確かに、浄土真宗の教義に厳格にいうならば、盂蘭盆会を勤めること自体が矛盾します。実際に浄土真宗が盛んな滋賀県や北陸では盂蘭盆会をしない地域もあります。でも、墓参りはされるそうなので、日本人古来の先祖を慕う文化なのでしょう。先輩僧侶が言うには、儀礼と教義は必ずしも合致しないことが多いと話されていました。
今ある浄土真宗のお寺とお付き合いされる中で、今回と同じようなケースに遭遇されることは、ある意味で多いかも知れません。しかし、そうした一刀両断的な発想が浄土真宗全般に蔓延している訳でも決してありません。先輩僧侶のように儀礼の歴史をひもときながら、その意味合いを受け入れる僧侶もいます。私も納骨先の住職のような言われ方をすると、例え同じ宗派でも気持ちを閉ざしてしまいます。

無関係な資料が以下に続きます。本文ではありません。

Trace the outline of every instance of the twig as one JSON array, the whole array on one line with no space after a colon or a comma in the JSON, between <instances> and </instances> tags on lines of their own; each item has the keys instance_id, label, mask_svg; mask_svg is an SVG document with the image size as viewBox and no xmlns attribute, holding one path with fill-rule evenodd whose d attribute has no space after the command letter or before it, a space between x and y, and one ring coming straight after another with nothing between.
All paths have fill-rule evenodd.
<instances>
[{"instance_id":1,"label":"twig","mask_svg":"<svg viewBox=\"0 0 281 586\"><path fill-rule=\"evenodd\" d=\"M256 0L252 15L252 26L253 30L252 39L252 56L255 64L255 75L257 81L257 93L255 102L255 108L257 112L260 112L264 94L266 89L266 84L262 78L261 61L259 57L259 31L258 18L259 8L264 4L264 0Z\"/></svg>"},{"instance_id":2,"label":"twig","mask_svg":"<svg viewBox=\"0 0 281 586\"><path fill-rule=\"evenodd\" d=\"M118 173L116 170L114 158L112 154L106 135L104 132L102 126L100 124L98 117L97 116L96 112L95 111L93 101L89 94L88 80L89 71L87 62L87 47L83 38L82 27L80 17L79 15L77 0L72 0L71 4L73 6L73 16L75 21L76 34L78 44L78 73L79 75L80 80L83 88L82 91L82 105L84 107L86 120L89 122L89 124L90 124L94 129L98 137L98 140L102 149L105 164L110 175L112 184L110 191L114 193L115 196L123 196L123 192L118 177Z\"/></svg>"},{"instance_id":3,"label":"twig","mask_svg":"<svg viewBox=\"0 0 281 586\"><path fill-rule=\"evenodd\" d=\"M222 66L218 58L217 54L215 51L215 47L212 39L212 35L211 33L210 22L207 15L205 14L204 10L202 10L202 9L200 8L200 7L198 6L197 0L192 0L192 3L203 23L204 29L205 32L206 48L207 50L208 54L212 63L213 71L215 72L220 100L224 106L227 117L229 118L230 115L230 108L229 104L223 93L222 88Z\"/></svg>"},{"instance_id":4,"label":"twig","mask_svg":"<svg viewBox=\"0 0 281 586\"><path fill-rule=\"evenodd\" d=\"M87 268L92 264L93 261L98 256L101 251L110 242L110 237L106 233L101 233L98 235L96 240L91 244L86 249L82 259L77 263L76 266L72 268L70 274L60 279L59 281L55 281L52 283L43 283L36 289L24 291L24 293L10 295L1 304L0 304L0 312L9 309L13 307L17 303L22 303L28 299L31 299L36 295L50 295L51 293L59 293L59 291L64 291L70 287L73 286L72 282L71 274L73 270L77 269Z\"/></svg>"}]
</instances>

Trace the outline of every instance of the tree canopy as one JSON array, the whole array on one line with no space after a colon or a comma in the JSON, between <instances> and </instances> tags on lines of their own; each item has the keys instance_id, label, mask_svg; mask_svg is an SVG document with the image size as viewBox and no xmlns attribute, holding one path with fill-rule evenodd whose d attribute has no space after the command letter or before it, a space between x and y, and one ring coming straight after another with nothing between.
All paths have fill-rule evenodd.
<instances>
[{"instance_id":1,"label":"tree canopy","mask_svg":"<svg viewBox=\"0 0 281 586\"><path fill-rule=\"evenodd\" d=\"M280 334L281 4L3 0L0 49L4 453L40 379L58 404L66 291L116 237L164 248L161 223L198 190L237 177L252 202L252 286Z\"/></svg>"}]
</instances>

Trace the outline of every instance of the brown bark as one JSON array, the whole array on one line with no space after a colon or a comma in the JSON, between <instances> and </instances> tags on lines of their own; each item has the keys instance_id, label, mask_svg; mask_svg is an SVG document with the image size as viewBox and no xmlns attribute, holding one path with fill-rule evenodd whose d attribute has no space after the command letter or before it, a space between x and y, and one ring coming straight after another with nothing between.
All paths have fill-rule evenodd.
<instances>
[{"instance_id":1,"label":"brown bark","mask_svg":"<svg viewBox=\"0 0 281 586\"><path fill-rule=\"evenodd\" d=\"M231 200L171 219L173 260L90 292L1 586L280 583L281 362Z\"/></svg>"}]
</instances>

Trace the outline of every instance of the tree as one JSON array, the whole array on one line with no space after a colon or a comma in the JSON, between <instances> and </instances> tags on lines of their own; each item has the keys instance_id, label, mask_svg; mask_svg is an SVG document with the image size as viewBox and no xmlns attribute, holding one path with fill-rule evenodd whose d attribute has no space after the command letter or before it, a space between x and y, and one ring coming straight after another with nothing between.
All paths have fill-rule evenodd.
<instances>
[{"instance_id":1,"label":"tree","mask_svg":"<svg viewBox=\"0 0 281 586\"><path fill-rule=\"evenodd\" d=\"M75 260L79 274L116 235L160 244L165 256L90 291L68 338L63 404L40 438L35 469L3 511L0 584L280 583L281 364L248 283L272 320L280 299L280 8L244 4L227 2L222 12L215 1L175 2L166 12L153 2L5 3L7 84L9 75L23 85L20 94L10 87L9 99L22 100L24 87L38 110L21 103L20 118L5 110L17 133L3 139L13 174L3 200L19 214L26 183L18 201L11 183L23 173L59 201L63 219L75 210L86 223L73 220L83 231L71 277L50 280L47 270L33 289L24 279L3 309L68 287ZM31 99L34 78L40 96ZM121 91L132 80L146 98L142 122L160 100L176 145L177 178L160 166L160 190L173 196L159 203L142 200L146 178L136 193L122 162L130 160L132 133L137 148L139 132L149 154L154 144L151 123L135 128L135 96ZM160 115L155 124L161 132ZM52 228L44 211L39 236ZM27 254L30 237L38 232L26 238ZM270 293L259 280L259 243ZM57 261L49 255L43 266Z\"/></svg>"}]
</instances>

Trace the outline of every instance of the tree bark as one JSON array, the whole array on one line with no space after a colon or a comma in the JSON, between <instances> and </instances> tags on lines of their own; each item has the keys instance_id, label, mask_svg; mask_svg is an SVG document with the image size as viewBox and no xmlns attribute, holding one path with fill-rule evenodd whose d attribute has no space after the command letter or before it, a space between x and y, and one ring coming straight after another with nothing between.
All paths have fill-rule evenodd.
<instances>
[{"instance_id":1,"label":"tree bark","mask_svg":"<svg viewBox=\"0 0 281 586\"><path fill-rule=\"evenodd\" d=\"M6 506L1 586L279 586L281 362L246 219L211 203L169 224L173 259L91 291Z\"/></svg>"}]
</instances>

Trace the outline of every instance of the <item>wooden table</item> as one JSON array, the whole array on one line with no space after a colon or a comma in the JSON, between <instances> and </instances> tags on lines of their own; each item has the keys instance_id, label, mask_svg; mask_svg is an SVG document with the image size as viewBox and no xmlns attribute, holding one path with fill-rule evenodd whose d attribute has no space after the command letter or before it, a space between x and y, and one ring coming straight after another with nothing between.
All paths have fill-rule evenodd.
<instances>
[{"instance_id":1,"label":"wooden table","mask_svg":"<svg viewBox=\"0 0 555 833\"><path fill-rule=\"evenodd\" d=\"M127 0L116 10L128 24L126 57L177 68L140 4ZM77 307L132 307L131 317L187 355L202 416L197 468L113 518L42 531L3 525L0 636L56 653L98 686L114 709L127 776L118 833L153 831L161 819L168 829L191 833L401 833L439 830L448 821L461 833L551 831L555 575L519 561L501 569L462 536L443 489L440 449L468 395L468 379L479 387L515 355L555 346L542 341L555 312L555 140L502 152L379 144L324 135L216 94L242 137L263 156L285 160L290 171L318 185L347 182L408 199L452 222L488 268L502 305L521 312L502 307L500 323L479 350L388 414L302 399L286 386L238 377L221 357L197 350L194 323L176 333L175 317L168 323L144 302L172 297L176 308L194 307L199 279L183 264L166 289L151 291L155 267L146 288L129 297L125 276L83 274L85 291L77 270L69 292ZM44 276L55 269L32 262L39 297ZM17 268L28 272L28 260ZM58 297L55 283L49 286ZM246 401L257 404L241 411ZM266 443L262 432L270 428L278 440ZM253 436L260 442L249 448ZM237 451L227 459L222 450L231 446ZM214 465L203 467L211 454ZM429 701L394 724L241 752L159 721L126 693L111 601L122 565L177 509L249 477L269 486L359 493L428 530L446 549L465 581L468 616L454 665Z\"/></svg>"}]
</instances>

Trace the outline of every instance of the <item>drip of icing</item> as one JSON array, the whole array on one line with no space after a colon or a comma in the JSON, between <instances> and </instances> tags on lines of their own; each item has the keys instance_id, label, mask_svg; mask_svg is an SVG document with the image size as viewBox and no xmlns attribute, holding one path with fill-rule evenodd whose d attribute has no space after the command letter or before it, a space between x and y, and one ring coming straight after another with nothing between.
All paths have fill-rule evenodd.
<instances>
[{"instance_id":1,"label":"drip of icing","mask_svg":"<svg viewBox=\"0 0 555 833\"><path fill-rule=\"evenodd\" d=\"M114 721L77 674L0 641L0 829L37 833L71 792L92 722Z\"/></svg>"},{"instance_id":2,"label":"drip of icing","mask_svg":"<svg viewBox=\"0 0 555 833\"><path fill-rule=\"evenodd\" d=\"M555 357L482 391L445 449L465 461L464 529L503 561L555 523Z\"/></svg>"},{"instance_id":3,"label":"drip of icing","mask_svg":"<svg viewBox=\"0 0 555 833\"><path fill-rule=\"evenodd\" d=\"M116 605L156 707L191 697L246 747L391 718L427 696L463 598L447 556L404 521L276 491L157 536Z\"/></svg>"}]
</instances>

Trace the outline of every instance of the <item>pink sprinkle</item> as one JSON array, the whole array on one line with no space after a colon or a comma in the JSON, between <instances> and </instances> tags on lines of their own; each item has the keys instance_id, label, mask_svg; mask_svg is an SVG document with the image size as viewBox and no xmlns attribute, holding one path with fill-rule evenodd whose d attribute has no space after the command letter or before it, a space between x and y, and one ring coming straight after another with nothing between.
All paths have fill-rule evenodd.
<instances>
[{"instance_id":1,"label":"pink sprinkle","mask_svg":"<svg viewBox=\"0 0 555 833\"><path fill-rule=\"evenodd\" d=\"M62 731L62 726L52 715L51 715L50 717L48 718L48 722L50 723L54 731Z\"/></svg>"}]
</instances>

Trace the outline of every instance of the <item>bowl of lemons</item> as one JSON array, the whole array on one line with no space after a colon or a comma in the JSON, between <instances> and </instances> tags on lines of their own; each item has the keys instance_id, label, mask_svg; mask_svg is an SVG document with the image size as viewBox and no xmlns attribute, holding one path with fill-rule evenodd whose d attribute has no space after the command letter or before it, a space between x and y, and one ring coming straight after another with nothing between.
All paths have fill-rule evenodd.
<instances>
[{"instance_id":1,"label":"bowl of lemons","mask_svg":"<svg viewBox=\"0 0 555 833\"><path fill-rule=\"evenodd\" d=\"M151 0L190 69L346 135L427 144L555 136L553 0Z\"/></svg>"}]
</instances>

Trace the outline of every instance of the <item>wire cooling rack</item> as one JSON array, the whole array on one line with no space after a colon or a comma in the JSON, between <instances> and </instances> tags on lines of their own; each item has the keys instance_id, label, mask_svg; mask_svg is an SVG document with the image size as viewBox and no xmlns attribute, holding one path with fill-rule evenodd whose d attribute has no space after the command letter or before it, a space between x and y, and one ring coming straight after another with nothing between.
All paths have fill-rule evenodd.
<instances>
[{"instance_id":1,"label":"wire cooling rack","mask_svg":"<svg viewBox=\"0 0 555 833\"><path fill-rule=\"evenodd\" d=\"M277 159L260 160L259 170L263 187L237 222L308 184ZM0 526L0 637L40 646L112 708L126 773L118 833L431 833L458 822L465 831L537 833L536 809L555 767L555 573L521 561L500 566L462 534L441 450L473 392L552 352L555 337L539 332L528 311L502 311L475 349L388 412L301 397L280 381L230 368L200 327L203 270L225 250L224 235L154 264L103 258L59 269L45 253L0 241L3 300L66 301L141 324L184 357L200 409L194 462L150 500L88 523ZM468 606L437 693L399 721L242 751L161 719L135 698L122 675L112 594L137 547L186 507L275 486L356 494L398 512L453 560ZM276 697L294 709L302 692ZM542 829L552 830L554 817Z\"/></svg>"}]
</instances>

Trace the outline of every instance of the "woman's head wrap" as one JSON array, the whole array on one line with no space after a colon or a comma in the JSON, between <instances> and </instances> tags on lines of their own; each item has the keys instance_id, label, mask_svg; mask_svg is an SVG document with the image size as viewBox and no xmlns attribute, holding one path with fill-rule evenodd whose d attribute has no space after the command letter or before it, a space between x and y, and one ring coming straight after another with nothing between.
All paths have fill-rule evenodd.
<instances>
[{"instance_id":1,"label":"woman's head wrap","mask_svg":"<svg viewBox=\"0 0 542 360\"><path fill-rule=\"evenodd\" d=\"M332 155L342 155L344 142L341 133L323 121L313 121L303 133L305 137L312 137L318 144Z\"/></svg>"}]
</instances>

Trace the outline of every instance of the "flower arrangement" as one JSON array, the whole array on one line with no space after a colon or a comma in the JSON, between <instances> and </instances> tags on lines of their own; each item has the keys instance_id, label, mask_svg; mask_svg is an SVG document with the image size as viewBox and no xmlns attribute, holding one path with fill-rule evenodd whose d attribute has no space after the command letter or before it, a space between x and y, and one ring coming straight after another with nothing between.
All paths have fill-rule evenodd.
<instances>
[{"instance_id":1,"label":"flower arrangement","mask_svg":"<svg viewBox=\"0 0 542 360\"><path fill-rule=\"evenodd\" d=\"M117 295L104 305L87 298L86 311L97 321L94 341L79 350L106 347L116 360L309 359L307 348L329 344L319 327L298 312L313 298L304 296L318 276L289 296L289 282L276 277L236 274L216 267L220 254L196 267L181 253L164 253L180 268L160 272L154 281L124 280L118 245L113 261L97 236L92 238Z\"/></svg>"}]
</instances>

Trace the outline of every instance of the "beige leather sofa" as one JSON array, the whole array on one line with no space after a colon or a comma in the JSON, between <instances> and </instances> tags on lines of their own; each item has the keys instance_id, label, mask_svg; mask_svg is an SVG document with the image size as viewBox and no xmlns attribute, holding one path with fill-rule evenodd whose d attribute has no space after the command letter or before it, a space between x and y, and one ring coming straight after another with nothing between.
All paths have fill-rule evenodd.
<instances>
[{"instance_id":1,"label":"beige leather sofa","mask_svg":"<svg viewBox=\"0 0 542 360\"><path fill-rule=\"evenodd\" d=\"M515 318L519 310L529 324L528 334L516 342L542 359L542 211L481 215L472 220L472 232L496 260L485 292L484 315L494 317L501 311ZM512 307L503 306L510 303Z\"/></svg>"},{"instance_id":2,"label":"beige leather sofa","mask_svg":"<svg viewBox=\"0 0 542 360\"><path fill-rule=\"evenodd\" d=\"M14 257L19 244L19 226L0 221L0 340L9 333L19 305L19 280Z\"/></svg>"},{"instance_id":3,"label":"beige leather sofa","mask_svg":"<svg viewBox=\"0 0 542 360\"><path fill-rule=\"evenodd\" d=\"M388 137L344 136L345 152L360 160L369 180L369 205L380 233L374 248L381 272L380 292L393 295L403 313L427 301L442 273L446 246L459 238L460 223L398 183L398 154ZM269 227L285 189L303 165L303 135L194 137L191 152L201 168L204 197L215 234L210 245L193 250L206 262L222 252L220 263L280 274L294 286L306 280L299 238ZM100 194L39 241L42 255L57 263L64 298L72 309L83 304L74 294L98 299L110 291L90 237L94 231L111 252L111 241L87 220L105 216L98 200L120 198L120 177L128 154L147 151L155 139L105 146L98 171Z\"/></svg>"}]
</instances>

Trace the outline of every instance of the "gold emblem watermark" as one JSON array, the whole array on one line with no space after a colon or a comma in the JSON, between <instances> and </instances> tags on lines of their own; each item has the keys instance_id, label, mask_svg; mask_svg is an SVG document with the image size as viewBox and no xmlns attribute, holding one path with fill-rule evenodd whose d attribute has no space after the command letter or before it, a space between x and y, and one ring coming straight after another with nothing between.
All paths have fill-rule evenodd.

真宗寺院の納骨堂に、本尊がない納骨堂はないとは思いますが、納骨堂での読経も、遺骨に対してではなく、納骨堂の中心に安置される本尊に対するお勤めという位置付けで、住職は読経されてたのではと思っております。
合掌
深い悲しみ、寂しさ、俺の疑問
みすけ様
このたびは寂しく悲しみの深い中、悩まれて大変な日々を過ごされましたね。お察しいたします。
私が感じたのは、形式ばかりのお坊様で馴染みもなくて疑問がたくさん湧いて、ショックが重なったのだろうと思いました。
「当然、知っていますよね。よく勉強していらっしゃる」なんて…。
少し上から目線かなぁと思いました。みんなが知っているなんてありえませんよね。
そんなことよりも、もっとお祖母様の生前のお姿や、悲しみの深いご遺族に対してどう死と向き合うか、などを訊いてみたかったのではないかなぁと思います。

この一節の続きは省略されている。